The incident is the latest in a long line of attacks by Boko Haram in the area–a stronghold for fighters loyal to Abubakar Shekau (known to be the leader of Boko Haram) and they operate from hideouts in the forests nearby, stealing supplies, killing villagers and attacking security forces.

More than 27,000 people have been killed in the decades-long bloody insurgency and 2 million others displaced by Boko Haram.

Religious persecution is a problem. In October 2017, Townhall reported:

Anti-Christian persecution is at an all-time high world-wide, according to a recent report from the international Catholic charity, Aid to the Church in Need.
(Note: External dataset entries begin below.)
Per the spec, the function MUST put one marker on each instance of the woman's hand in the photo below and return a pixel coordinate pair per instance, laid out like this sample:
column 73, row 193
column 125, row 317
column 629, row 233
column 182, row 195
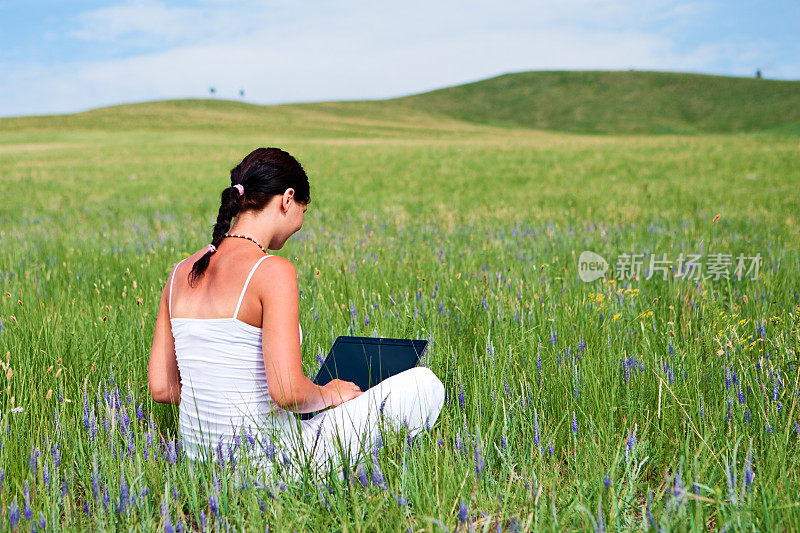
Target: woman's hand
column 338, row 391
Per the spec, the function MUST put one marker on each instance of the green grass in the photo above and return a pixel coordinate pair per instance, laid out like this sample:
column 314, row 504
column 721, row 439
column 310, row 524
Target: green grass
column 473, row 231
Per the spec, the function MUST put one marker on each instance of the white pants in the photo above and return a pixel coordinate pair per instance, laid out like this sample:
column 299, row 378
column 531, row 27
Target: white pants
column 412, row 399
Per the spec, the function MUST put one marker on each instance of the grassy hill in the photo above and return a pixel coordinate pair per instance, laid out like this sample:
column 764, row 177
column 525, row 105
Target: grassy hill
column 571, row 101
column 620, row 102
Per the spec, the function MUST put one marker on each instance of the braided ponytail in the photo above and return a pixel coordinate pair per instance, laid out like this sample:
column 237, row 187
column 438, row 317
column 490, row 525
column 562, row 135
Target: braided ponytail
column 229, row 207
column 262, row 174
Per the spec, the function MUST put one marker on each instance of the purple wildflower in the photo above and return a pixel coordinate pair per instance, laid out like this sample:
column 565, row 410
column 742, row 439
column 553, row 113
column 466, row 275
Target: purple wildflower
column 377, row 475
column 13, row 514
column 213, row 506
column 26, row 505
column 480, row 464
column 463, row 512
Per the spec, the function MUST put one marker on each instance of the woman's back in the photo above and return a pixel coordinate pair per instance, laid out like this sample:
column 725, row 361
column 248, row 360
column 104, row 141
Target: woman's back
column 225, row 400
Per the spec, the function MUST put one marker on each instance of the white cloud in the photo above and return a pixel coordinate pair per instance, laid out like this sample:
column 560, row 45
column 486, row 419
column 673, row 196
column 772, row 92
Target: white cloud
column 356, row 50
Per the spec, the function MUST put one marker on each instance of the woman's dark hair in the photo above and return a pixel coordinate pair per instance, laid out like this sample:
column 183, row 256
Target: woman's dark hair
column 264, row 173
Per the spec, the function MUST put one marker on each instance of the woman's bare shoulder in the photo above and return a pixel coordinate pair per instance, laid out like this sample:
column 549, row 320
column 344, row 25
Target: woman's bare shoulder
column 275, row 265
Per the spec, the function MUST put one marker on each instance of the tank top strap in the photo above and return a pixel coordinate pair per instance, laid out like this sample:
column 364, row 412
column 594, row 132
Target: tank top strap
column 246, row 283
column 171, row 282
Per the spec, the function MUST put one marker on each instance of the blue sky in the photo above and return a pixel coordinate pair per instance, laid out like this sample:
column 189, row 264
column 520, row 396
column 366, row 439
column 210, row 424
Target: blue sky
column 65, row 56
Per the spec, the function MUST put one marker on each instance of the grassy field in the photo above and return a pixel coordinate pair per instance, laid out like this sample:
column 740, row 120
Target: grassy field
column 624, row 404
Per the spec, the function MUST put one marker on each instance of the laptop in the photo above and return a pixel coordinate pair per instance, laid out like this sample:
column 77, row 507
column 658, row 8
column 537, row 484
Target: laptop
column 366, row 361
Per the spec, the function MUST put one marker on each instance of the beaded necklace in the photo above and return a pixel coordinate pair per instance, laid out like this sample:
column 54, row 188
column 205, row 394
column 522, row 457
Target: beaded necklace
column 249, row 239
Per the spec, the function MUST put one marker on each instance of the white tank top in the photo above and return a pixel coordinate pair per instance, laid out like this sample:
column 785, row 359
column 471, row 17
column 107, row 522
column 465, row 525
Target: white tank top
column 225, row 403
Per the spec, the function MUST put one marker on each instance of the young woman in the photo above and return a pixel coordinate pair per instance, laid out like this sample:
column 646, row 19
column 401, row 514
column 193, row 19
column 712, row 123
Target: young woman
column 227, row 339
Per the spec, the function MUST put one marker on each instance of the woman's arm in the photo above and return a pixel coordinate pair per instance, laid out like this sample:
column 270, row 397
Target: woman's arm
column 162, row 371
column 288, row 387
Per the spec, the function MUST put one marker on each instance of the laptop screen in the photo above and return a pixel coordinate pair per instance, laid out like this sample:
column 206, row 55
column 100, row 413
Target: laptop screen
column 366, row 361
The report, which tracks worldwide persecution from 2015-2017, found that 75 percent of religious persecution was directed at Christians.

The report also found that “in 12 of the 13 countries reviewed, the situation for Christians was worse in overall terms in the period 2015-17 than within the preceding two years.”

“In almost all the countries reviewed,” the report says, “the oppression and violence against Christians have increased since 2015 – a development especially significant given the rate of decline in the immediate run-up to the reporting period.”

John Pontifex, the report’s editor commented that “in terms of the numbers of people involved, the gravity of the crimes committed and their impact, it is clear that the persecution of Christians is today worse than at any time in history.”

Pray for the Christian church. Persecution of Christians is happening around the world. In America it is more subtle–Christians are attacked verbally or with lawsuits when they take a stand that reflects Biblical values. Christians are mocked when they express Christian principles–remember the attacks on Mike Pence when he stated that he would not be seen in a restaurant with a woman other than his wife. In America, Christians are still free to practice their faith, but there are no guarantees. All of us need to protect the freedom of religion and the freedom to express our religious views in public.